Title: Muscle Anatomy-aware Geometric Deep Learning for sEMG-based Gesture Decoding Show Chinese title

Title: 肌肉解剖感知的几何深度学习用于sEMG手势解码

Abstract: Robust and accurate decoding of gesture from non-invasive surface electromyography (sEMG) is important for various applications including spatial computing, healthcare, and entertainment, and has been actively pursued by researchers and industry. Majority of sEMG-based gesture decoding algorithms employ deep neural networks that are designed for Euclidean data, and may not be suitable for analyzing multi-dimensional, non-stationary time-series with long-range dependencies such as sEMG. State-of-the-art sEMG-based decoding methods also demonstrate high variability across subjects and sessions, requiring re-calibration and adaptive fine-tuning to boost performance. To address these shortcomings, this work proposes a geometric deep learning model that learns on symmetric positive definite (SPD) manifolds and leverages unsupervised domain adaptation to desensitize the model to subjects and sessions. The model captures the features in time and across sensors with multiple kernels, projects the features onto SPD manifold, learns on manifolds and projects back to Euclidean space for classification.

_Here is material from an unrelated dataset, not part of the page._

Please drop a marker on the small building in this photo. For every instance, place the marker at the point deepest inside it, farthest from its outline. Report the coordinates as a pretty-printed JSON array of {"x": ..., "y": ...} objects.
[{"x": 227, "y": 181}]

It uses a domain-specific batch normalization layer to address variability between sessions, alleviating the need for re-calibration or fine-tuning. Experiments with publicly available benchmark gesture decoding datasets (Ninapro DB6, Flexwear-HD) demonstrate the superior generalizability of the model compared to Euclidean and other SPD-based models in the inter-session scenario, with up to 8.83 and 4.63 points improvement in accuracy, respectively. Detailed analyses reveal that the model extracts muscle-specific information for different tasks and ablation studies highlight the importance of modules introduced in the work. The proposed method pushes the state-of-the-art in sEMG-based gesture recognition and opens new research avenues for manifold-based learning for muscle signals. Show Chinese abstract

Abstract: 从非侵入性表面肌电图（sEMG）中稳健且准确的姿势解码对于空间计算、医疗保健和娱乐等各种应用非常重要，并且一直受到研究人员和工业界的积极追求。 大多数基于sEMG的姿势解码算法采用为欧几里得数据设计的深度神经网络，可能不适合分析具有长程依赖性的多维非平稳时间序列，如sEMG。 最先进的基于sEMG的解码方法在不同受试者和会话中也表现出高变异性，需要重新校准和自适应微调以提高性能。 为了解决这些不足，本工作提出了一种几何深度学习模型，在对称正定（SPD）流形上进行学习，并利用无监督领域自适应来减少模型对受试者和会话的敏感性。 该模型使用多个内核捕捉时间和传感器上的特征，将特征投影到SPD流形上，在流形上进行学习，然后将特征投影回欧几里得空间进行分类。 它使用特定领域的批量归一化层来解决会话之间的变异性，减轻了重新校准或微调的需要。 在公开可用的基准姿势解码数据集（Ninapro DB6, Flexwear-HD）上的实验表明，与欧几里得和其他基于SPD的模型相比，该模型在跨会话场景中表现出更优越的泛化能力，分别提高了8.83和4.63个百分点的准确性。 详细的分析表明，该模型为不同的任务提取肌肉特异性信息，消融研究强调了本工作中引入模块的重要性。 所提出的方法推动了基于sEMG的姿势识别的最先进水平，并为基于流形的学习在肌肉信号中的研究开辟了新的研究方向。